Court Opinion

ID: 6372084
Source: CourtListenerOpinion
Date Created: 2022-06-24 23:47:25.153817+00
Date Added: 2024-06-11T15:50:01.885701
License: Public Domain

Opinion by
Judge Barry,
Donald Caldwell, the petitioner, appeals an order of the Pennsylvania Board of Probation and Parole (Board), *288which denied petitioners request that he be given a credit for six months he had served previously.
While on parole, petitioner pled guilty to illegal possession of a machine gun. As a result, he was recommitted as both a convicted and technical parole violator and ordered to serve six months backtime as a technical violator and twelve months backtime as a convicted violator. The technical violation was based on conduct which constituted the crime for which he was convicted. In 1982, petitioner was reparoled.
In January of 1985, petitioner pleaded guilty to unlawfully obtaining public assistance. As a result of the conviction, petitioner was recommitted as a convicted parole violator in May of 1985, and was ordered to serve thirty-six months backtime as a convicted violator.
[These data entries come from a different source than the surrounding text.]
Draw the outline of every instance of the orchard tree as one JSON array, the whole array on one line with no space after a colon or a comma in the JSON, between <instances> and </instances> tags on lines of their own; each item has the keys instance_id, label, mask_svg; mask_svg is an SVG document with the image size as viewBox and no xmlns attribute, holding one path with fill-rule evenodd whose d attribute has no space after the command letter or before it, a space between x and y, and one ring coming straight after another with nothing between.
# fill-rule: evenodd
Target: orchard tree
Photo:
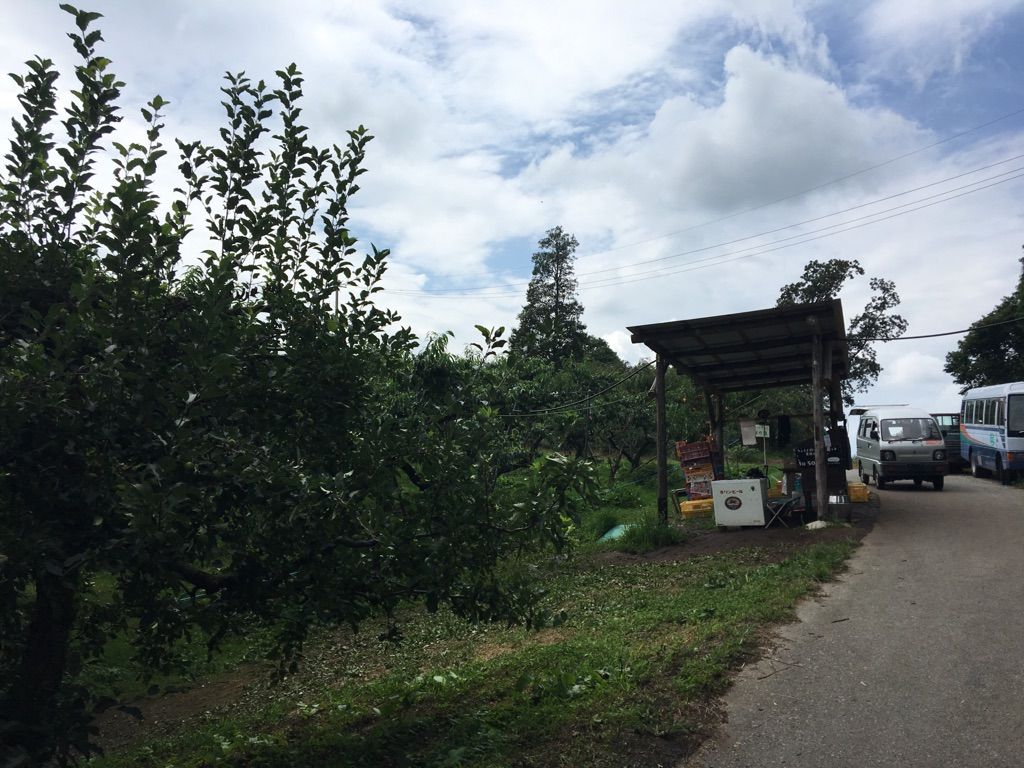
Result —
<instances>
[{"instance_id":1,"label":"orchard tree","mask_svg":"<svg viewBox=\"0 0 1024 768\"><path fill-rule=\"evenodd\" d=\"M863 267L855 259L811 261L800 280L781 288L776 306L830 301L848 281L863 274ZM850 370L843 382L843 399L847 404L853 404L854 394L867 391L882 373L872 340L898 338L907 328L906 319L894 311L900 303L896 285L883 278L870 278L868 287L871 297L863 310L850 319L846 332Z\"/></svg>"},{"instance_id":2,"label":"orchard tree","mask_svg":"<svg viewBox=\"0 0 1024 768\"><path fill-rule=\"evenodd\" d=\"M579 245L560 226L549 229L538 243L526 304L510 340L513 354L540 357L556 367L583 356L588 347L587 327L573 270Z\"/></svg>"},{"instance_id":3,"label":"orchard tree","mask_svg":"<svg viewBox=\"0 0 1024 768\"><path fill-rule=\"evenodd\" d=\"M377 305L388 253L358 255L347 214L371 136L312 145L294 66L230 75L220 141L177 142L164 206L166 102L112 140L98 14L61 7L75 90L54 126L52 62L14 76L0 173L0 762L89 752L110 702L76 679L116 636L168 670L191 633L264 626L287 664L310 628L408 601L538 621L499 566L564 544L587 467L500 487L479 377ZM213 245L185 258L194 212Z\"/></svg>"},{"instance_id":4,"label":"orchard tree","mask_svg":"<svg viewBox=\"0 0 1024 768\"><path fill-rule=\"evenodd\" d=\"M1017 288L971 326L945 371L966 392L972 387L1024 381L1024 258Z\"/></svg>"}]
</instances>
That matter is presently pending before this Court, petitioner having filed a petition for review.
In December of 1985, the Pennsylvania Supreme Court handed down its decision in Rivenbark v. Pennsylvania Board of Probation and Parole, 509 Pa. 248, 501 A.2d 1110 (1985), which held that one may not be recommitted as both a convicted and technical parole violator when the technical violation constituted the same conduct which formed the basis of the new criminal conviction. In January of 1986, petitioner, by letter to the Board, requested that he be given credit for the six months backtime he had served as a technical violator for the machine gun incident. The Board refused to grant such a credit and this appeal followed.
The Board concedes that Rivenbark is retroactive and that, under such retroactive application, petitioner was erroneously recommitted for a six month period as a technical parole violator. Nonetheless, the Board argues that petitioner should not be entitled to a credit against the backtime he was ordered to serve for the parole violations which resulted in the revocation of his parole in 1985. We agree.
*289In Krantz v. Pennsylvania Board of Probation and Parole, 86 Pa. Commonwealth Ct. 38, 483 A.2d 1044 (1984), a parolee was arrested on December 30, 1980 for alleged technical parole violations. Some seven months later, the parolee was released from prison when the Board found that such violations had not been proved at the hearing. When the parolee was subsequently recommitted for fifteen months on unrelated parole violations, he sought to have time spent in prison in 1980-81 credited against the fifteen month commitment. The Board refused the credit and we affirmed. As Judge Williams stated:
We duly note that due process does not require that a criminal defendant receive credit on a subsequent unrelated sentence for time served on a prior invalid sentence. See United States ex rel. Smith v. Rundle, 285 F. Supp. 965 (E.D. Pa. 1966). There is no constitutional requirement that the time a defendant served on a prior invalid sentence must be credited against a subsequent valid sentence arising from unrelated offenses as the Constitution does not authorize penal checking accounts.
86 Pa. Commonwealth Ct. at 44-45, n. 5, 438 A.2d at 1048 n. 5 (emphasis added).
Affirmed.
Order
Now, November 20th, 1986, the decision of the Pennsylvania Board of Probation and Parole, dated February 5, 1986, denying petitioner a credit, is affirmed.